A língua de pau psicológica diz que a má consciência  é uma autopunição, uma interiorização do impulso agressivo dirigido ao self. Fez tanto caminho que já gastou as rodas. Funda-se, de Nietzsche ao Freud inicial ( o tardio é outra conversa) , na ideia do homem maravilhoso se livre  da repressão social, ou seja, do cristianismo. Os budistas falavam de dez males terríveis a evitar, entre eles o matar, o roubar e o sexo  impróprio; tudo  muito antes de Cristo se ter empinado na cruz. Deixemos essa conversa  de  descerebrados.

A má consciência  tem um crédito terapêutico. Notei, ao longo destes muitos  anos de clínica, que faz as pessoas melhores. Gente que placidamente ignorava  os efeitos das suas acções nos outros torna-se capaz de os sentir como se os tivesse sofrido. Isto  transforma-os finalmente em humanos: animais sem sossego.

 

Já se as  pessoas querem limpar a consciência para isso não precisam de mim. Têm  a psicanálise: você só foi para cama com esse seu antigo colega  para corresponder a uma fantasia sexual reprimida com o seu pai.

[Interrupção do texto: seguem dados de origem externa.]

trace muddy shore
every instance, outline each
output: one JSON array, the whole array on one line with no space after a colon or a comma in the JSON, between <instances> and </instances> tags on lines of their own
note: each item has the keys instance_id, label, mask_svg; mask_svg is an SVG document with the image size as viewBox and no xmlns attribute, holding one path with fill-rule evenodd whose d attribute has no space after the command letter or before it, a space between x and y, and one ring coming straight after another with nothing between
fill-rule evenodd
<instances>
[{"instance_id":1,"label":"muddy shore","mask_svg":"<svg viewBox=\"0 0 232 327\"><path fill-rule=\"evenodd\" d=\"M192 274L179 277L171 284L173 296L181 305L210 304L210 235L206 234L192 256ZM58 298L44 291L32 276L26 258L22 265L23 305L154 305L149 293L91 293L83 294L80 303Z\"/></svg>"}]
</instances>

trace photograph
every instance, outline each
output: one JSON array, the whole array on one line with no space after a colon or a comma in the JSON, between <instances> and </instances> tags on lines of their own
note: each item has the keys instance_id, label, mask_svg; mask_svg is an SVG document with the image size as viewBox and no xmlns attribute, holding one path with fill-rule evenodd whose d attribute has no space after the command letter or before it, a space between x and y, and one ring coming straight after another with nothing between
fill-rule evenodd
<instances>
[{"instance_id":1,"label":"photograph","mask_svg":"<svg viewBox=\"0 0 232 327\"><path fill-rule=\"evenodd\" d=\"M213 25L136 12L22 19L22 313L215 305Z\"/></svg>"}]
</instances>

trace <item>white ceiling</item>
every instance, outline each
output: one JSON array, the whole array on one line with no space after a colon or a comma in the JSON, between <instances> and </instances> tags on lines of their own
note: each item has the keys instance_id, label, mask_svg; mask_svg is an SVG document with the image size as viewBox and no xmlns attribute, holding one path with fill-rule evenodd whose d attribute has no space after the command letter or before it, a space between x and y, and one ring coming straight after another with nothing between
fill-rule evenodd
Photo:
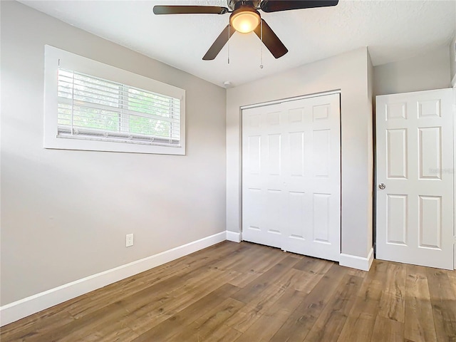
<instances>
[{"instance_id":1,"label":"white ceiling","mask_svg":"<svg viewBox=\"0 0 456 342\"><path fill-rule=\"evenodd\" d=\"M97 36L223 86L235 86L368 46L374 66L448 44L456 1L340 0L334 7L261 12L289 49L275 59L254 33L235 33L214 61L202 58L229 14L155 16L157 4L227 6L226 0L41 1L20 2ZM229 64L228 56L229 55Z\"/></svg>"}]
</instances>

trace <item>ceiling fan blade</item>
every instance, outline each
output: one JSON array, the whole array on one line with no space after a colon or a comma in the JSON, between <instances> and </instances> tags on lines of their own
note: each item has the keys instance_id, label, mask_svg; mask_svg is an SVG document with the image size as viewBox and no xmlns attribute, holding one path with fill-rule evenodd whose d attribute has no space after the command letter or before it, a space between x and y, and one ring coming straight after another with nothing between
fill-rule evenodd
<instances>
[{"instance_id":1,"label":"ceiling fan blade","mask_svg":"<svg viewBox=\"0 0 456 342\"><path fill-rule=\"evenodd\" d=\"M234 30L230 24L227 25L227 27L223 29L211 47L209 48L209 50L207 50L207 52L202 58L203 61L212 61L214 59L217 55L219 54L219 52L220 52L225 46L228 39L233 35L234 31L236 30Z\"/></svg>"},{"instance_id":2,"label":"ceiling fan blade","mask_svg":"<svg viewBox=\"0 0 456 342\"><path fill-rule=\"evenodd\" d=\"M260 6L264 12L278 12L336 6L338 2L338 0L263 0Z\"/></svg>"},{"instance_id":3,"label":"ceiling fan blade","mask_svg":"<svg viewBox=\"0 0 456 342\"><path fill-rule=\"evenodd\" d=\"M218 6L154 6L155 14L224 14L226 7Z\"/></svg>"},{"instance_id":4,"label":"ceiling fan blade","mask_svg":"<svg viewBox=\"0 0 456 342\"><path fill-rule=\"evenodd\" d=\"M256 26L254 30L255 33L258 36L258 38L261 39L261 24L263 26L263 43L276 58L281 57L288 52L288 49L264 20L261 19L260 24Z\"/></svg>"}]
</instances>

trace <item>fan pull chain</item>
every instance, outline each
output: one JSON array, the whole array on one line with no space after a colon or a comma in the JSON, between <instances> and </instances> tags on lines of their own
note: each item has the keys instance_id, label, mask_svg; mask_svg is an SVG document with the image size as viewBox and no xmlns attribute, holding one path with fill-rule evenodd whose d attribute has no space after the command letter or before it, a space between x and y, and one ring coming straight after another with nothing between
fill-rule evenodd
<instances>
[{"instance_id":1,"label":"fan pull chain","mask_svg":"<svg viewBox=\"0 0 456 342\"><path fill-rule=\"evenodd\" d=\"M259 31L260 31L260 38L261 38L261 46L260 47L260 64L259 64L259 68L262 69L263 68L263 19L261 19L260 21L260 26L259 26Z\"/></svg>"},{"instance_id":2,"label":"fan pull chain","mask_svg":"<svg viewBox=\"0 0 456 342\"><path fill-rule=\"evenodd\" d=\"M228 64L229 64L229 28L231 25L228 25Z\"/></svg>"}]
</instances>

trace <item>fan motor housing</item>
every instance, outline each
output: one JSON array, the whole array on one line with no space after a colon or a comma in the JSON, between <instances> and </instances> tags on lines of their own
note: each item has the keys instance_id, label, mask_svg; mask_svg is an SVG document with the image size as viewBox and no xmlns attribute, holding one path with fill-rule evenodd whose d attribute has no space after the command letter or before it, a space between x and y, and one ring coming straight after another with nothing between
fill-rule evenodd
<instances>
[{"instance_id":1,"label":"fan motor housing","mask_svg":"<svg viewBox=\"0 0 456 342\"><path fill-rule=\"evenodd\" d=\"M253 7L259 9L261 0L227 0L228 8L234 11L240 7Z\"/></svg>"}]
</instances>

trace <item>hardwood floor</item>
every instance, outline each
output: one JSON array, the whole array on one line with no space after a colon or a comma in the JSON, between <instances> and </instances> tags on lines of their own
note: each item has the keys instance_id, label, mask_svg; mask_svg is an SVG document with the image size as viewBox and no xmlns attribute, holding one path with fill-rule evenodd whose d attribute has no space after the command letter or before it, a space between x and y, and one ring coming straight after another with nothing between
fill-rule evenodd
<instances>
[{"instance_id":1,"label":"hardwood floor","mask_svg":"<svg viewBox=\"0 0 456 342\"><path fill-rule=\"evenodd\" d=\"M456 341L456 271L369 272L224 242L3 327L0 341Z\"/></svg>"}]
</instances>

Uma  consciência limpa é sinal de fraca memória, dizia o Mark Twain. Quero-a suja e gosto que as pessoas conservem a memória, é útil na terapia. É uma ferramenta essencial para combater a vitimização e o delírio de  grandeza, coisas que perturbam a autonomia do sujeito.

A vida é suja, a consciência  também. Aceitá-la como se aceita a perda ou o abandono é um caminho do bosque.